AYUDA POR FAVOR tengo una macbook 6.1 del 2009 a la que le instale Windows 10 pero no me acepta el driver de video de la tarjeta gráfica incorporada que sería nvidia GeForce 9400m en ningúna de sus versiones y no se como entrar en el shell efi para intentar digitar algo
 
It actually works for most recent Macs

I've recently managed to make Windows x64 boot in UEFI on MacBook Pro 6,2 and am working on making it work also on MacBook Pro 5,3. To check if your machine supports booting Windows in UEFI mode, boot the Windows installer and even if there's nothing (or junk) on the screen the caps lock key should still work.

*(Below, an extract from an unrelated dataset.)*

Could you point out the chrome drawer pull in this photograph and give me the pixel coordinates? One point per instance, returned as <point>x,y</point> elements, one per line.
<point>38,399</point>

If it works it means that your machine supports it, booted successfully
but can't use the video card. It just needs a small EFI application to run before the Windows loader that makes the discrete video card usable . If anyone is interested, I am currently writing such an application and am looking for testers.

Is anyone interested in booting Windows in 17 seconds instead of 30 and having support for GPT partitions? If so, let me know via a private message. Please include the model of your Mac. I will select 3 testers for each 64bit EFI Mac model. I will ask for technical information about their Macs and expect feedback.
The prerequisites for testing are 30 minutes of work on your Mac and a bit of technical inclination.

The EFI version itself is ignored by Windows. The Windows boot loader doesn't really care if your EFI declares version 1.10 or 2.10. If you still want to change it, you can and it can be changed upon boot to any arbitrary number with the application below (to 2.1 in this case), but it is not the problem that makes Windows unusable:

#include <Uefi.h>
#include <Library/UefiLib.h>
#include <Library/UefiApplicationEntryPoint.h>

EFI_STATUS EFIAPI UefiMain (
IN EFI_HANDLE ImageHandle,
IN EFI_SYSTEM_TABLE *SystemTable
)
{
SystemTable->Hdr.Revision=((2 << 16 ) | 10);
return EFI_SUCCESS;
}
I know it's 14 years later, but if you're still doing this, I have a Macbook 2,1 I'm trying to get windows on.